Another important aspect to take into account are batch effects. These can be observed even when sequencing the same material using different technologies (figure below), and if not properly normalised, can lead to incorrect conclusions.
The processing of samples should also be done in a manner that avoids confounding between experimentally controlled variables (such as a treatment, a genotype or a disease state) and the time when the samples are prepared and sequenced. For example, if planning an experiment to compare healthy and diseased tissues from 10 patients each, if only 10 samples can be processed per day, it is best to do 5 healthy + 5 diseased together each day, rather than prepare all healthy samples one day and all diseased samples in another (figure). Another consideration is to ensure that there is replication of tissue samples. For example, when collecting tissue from an organ, it may be a good idea to take multiple samples from different parts of the organ. Or consider the time of day when samples/replicates are collected (due to possible circadian changes in gene expression). In summary, all the common best practices in experimental design should be taken into account when performing scRNA-seq.

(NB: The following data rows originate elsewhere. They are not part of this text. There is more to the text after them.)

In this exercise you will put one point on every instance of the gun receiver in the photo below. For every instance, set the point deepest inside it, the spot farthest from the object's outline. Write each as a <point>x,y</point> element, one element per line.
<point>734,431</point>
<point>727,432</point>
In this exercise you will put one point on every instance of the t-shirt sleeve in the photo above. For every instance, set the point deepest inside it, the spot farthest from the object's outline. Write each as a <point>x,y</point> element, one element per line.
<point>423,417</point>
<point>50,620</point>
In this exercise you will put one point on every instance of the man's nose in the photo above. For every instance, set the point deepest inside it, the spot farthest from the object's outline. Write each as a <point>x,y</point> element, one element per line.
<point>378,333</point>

- scRNA-seq is ideally suited to study heterogeneous populations of cells. For example to identify the types of cells that compose a tissue, define “transcriptional fingerprints” for different cell types, study cell differentiation, explore changes in cell composition due to disease or environmental factors, amongst others.

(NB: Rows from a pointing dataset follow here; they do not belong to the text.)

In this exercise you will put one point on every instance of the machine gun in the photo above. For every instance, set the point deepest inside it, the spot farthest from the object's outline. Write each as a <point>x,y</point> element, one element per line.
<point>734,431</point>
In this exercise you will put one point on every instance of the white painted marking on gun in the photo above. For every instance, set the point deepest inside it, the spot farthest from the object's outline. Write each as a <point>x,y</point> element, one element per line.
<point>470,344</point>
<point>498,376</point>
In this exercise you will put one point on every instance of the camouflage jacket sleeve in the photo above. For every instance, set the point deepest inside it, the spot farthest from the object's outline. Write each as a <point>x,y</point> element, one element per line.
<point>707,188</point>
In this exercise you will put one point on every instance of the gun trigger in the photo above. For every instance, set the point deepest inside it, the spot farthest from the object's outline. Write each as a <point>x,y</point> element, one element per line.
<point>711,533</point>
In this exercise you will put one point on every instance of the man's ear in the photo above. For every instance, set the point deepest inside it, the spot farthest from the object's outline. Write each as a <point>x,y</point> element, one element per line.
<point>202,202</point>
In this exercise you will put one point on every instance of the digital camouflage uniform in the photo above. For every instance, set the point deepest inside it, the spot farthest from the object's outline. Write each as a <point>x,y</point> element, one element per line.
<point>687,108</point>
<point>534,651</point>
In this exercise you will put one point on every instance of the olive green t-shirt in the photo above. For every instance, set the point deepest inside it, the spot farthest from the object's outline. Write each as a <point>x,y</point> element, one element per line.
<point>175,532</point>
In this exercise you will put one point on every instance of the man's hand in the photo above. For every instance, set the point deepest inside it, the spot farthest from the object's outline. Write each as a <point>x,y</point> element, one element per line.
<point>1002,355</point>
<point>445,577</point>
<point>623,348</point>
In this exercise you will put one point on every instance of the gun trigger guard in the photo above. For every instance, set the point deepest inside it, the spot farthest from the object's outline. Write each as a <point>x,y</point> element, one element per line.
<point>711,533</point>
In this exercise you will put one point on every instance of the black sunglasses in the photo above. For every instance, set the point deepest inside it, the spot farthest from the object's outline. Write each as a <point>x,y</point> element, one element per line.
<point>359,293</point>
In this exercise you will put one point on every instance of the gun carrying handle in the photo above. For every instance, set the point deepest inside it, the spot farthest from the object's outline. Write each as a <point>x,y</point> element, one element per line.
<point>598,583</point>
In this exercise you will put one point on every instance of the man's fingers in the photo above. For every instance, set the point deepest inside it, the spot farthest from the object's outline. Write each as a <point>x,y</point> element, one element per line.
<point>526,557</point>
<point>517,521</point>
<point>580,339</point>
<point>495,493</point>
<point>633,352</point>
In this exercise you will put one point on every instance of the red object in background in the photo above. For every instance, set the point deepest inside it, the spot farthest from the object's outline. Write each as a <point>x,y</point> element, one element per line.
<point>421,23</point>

- A typical sample preparation workflow consists of isolating single cells (or nuclei), converting the RNA into cDNA, preparing a sequencing library (Illumina) and sequencing.
- Many single-cell protocols have been developed, some openly available, others provided commercially. These mainly differ in their throughput (how many cells are captured per experiment), the type of quantification (full-length or tag-based) and also cost.
- SMART-seq2 is a popular low-throughput method, providing full-length transcript quantification. It is ideally suited for studying a smaller group of cells in greater detail (e.g. differential isoform usage, characterisation of lowly-expressed transcripts).
- 10x Chromium is a popular high-throughput method, using UMIs for transcript quantification (from either 3’ or 5’ ends). It is ideally suited to study highly heterogeneous tissues and sample large populations of cells at scale.
- When planning an experiment, care should be taken to avoid confounding due to batch effects as well as ensuring an adequate level of replication to address questions of interest.